The crisis over brand safety on YouTube could give a short-term boost to broadcasters after dozens of advertisers suspended their ads on Google’s video site.
Jonathan Allan, sales director at Channel 4, talks bullishly about "a return to triple-A broadcast quality over the current junk-bond status of YouTube and social video". An apologetic Google is certainly on the back foot as the problems at its streaming site have gone global.
The crisis began in the UK in February, when The Times exposed how ads for household names such as Sandals Resort, Argos and Mercedes-Benz were appearing in front of hate videos, but it is now an international issue as brands including Johnson & Johnson have paused their global spend.
YouTube has promised to tighten brand safety rules to protect advertisers and said it will appoint "significant numbers of people" to monitor the site for extremist content such as anti-Semitic videos.
Ian Whittaker, an analyst at Liberum Capital, thinks fears about digital brand safety will encourage advertisers to move money back to trusted broadcasters. Others believe that the structural shift in TV viewing away from live broadcast towards catch-up and on-demand means linear TV ad revenues are unlikely to pick up significantly – even if there are doubts about digital advertising.
However, broadcasters’ own video on-demand (BVoD) platforms such as ITV Hub, All 4 and Sky Go could get a lift because they offer a brand-safe, walled garden for advertisers.
Broadcasters have been questioning YouTube’s merits as an advertising medium for years. Thinkbox, the TV industry trade body, has produced research for two years in a row that shows that about 94% of all video advertising in the UK is watched on broadcasters’ platforms, despite the rise of online sites.
Channel 4 stepped up the pressure at Advertising Week Europe, just as the YouTube crisis was exploding, when it published research that claimed advertising on BVoD is more engaging and cheaper than VoD on YouTube and Facebook.
The retort from the internet giants is that online video usage is increasing. Google said at its UK Brandcast event in December that the TV set is the fastest-growing platform for YouTube. Facebook has said that time spent with video on Facebook "has increased substantially in the UK" in the past year.
The challenge for the tech companies, particularly those that rely on user-generated content, is to reassure advertisers that they can be as brand-safe as TV.
Natalie Cummins, UK managing director, Zenith
"If I were a broadcaster, I’d seize this opportunity to push BVoD. Broadcasters have good levels of trust and regulation and should use this to their advantage.
"It’s been suggested BVoD is more recalled and engaged with, so the Channel 4 research is timely."
Henry Daglish, founder, Bountiful Cow
"Broadcasters should benefit but I don’t think they will.
"I don’t think anything will change because people are charging down this path that TV is in demise.

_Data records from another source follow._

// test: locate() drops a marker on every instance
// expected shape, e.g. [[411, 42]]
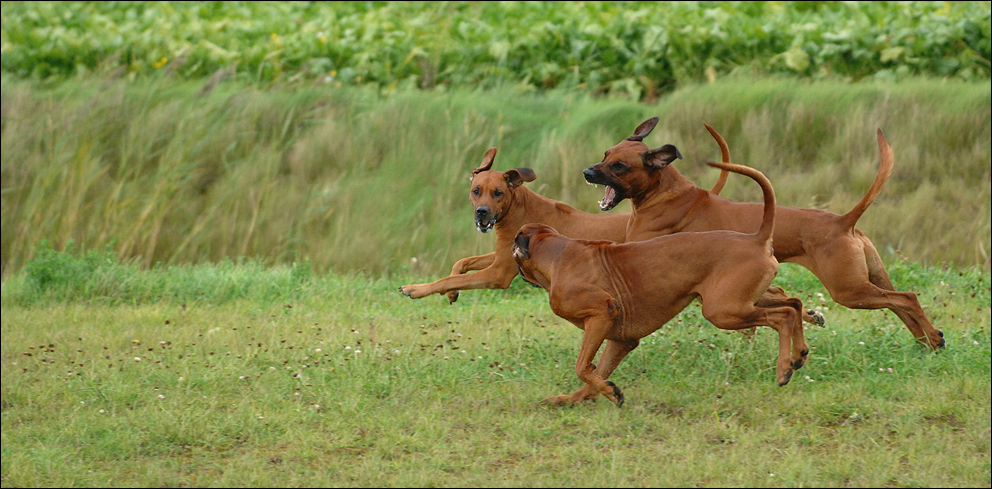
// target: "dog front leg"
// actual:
[[496, 276], [467, 265], [596, 329]]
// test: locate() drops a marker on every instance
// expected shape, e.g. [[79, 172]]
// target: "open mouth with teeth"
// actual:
[[611, 197], [485, 224]]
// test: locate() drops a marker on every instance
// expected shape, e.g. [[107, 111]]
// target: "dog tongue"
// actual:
[[608, 197]]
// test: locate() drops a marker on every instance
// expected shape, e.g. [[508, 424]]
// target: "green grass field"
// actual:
[[243, 375], [208, 208]]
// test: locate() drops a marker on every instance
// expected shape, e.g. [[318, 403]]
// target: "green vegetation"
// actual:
[[642, 49], [353, 180], [181, 379], [208, 208]]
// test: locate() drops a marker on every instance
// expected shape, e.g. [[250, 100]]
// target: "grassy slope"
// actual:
[[303, 379], [166, 174]]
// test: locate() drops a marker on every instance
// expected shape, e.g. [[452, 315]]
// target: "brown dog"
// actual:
[[503, 203], [840, 255], [622, 292]]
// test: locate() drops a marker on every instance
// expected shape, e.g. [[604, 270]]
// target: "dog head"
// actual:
[[630, 167], [525, 245], [492, 191]]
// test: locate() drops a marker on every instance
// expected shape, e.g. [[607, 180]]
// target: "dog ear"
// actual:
[[660, 158], [487, 161], [517, 176], [644, 129]]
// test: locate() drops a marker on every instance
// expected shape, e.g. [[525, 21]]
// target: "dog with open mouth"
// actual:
[[618, 293], [502, 203], [663, 202]]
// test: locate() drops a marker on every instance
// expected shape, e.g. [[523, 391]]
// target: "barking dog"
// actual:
[[622, 292]]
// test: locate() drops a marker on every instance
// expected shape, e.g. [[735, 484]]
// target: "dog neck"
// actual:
[[660, 211]]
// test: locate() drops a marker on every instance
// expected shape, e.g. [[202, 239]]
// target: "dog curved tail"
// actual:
[[724, 155], [768, 216], [884, 171]]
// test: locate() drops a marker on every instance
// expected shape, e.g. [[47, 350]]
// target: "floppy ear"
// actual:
[[487, 161], [644, 129], [517, 176], [660, 158]]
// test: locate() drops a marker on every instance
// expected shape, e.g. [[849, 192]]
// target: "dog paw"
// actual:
[[786, 378], [617, 395], [814, 317], [799, 362]]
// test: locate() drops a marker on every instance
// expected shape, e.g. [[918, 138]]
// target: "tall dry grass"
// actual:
[[353, 180]]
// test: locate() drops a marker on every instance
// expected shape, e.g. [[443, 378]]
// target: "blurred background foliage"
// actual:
[[183, 132], [642, 49]]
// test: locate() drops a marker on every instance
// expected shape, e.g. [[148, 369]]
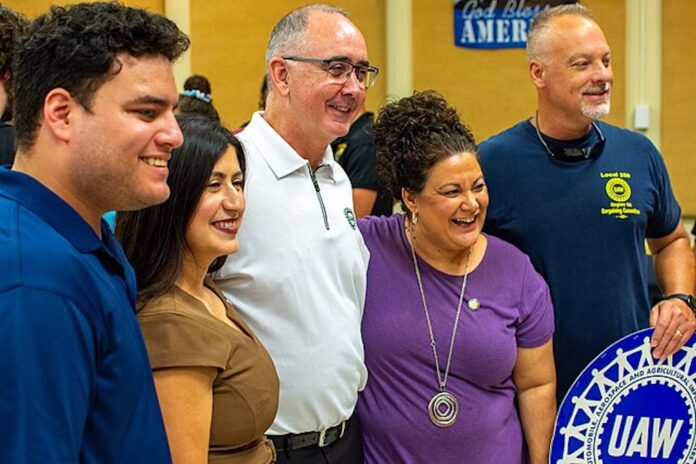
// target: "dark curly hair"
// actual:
[[12, 27], [154, 238], [195, 104], [412, 135], [76, 47]]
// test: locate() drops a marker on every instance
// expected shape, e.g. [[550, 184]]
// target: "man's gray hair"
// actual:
[[540, 25], [290, 32]]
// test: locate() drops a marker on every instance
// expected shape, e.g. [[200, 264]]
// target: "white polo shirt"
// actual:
[[299, 279]]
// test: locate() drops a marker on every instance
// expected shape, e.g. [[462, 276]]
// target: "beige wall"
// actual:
[[490, 88], [679, 99], [229, 40]]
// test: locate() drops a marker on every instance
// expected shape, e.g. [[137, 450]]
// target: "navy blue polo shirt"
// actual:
[[75, 380]]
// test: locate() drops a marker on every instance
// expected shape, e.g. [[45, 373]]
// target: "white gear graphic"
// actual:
[[627, 372]]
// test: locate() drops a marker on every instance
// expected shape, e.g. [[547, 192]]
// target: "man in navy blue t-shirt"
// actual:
[[94, 100], [580, 197]]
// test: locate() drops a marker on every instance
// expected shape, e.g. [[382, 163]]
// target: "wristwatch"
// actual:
[[688, 299]]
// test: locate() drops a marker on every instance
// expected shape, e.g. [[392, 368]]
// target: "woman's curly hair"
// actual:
[[412, 135]]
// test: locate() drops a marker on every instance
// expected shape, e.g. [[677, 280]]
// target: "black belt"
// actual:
[[293, 441]]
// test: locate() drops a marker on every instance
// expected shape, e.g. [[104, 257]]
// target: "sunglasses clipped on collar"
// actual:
[[573, 153]]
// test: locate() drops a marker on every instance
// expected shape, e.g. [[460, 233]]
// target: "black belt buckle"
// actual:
[[322, 435]]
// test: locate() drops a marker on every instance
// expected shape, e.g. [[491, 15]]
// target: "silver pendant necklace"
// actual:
[[443, 407]]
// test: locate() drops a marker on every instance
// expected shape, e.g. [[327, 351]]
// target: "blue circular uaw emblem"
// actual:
[[627, 407]]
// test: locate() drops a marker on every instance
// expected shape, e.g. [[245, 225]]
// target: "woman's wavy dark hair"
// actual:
[[154, 238], [412, 135], [194, 105]]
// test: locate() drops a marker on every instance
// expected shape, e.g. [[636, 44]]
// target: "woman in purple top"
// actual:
[[458, 324]]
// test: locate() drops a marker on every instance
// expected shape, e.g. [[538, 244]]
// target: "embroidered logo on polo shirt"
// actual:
[[618, 189], [350, 217], [628, 407], [340, 149]]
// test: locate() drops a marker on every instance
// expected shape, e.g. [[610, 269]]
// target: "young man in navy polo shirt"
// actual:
[[94, 100]]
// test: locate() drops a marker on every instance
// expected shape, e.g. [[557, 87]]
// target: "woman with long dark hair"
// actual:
[[216, 384]]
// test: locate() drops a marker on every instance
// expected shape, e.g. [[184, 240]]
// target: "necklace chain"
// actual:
[[441, 379]]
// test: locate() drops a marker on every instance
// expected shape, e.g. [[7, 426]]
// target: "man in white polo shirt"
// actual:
[[299, 278]]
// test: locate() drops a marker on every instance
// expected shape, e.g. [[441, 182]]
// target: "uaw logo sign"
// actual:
[[627, 407]]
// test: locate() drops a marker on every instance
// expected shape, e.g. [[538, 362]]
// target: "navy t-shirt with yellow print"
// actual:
[[583, 224]]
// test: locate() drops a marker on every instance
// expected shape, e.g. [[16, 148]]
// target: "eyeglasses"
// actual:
[[573, 153], [339, 71]]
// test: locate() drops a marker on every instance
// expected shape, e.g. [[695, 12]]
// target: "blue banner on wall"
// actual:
[[496, 24], [627, 407]]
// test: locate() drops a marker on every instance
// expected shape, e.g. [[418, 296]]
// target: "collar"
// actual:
[[278, 154], [34, 196]]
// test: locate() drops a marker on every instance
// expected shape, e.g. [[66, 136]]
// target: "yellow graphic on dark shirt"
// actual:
[[618, 189]]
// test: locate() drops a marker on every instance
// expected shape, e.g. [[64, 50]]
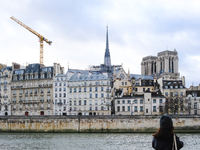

But traditional media has value and we all have a responsibility for where our clients’ ads sit."
Ian Whittaker, media analyst, Liberum Capital
"At the very least, it is likely to make advertisers wary of shifting money from TV to YouTube. There could also be a shift from YouTube to broadcasters.
"Anecdotally, feedback from media buyers is suggesting that trust issues have rattled the digital sector."
Jonathan Allan, sales director, Channel 4
"We have taken more money from advertisers who have ‘paused’ on YouTube.
"Longer term, we would expect advertisers to reevaluate their investment decisions, focusing also on viewability, independent measurement, fake news and overall effectiveness."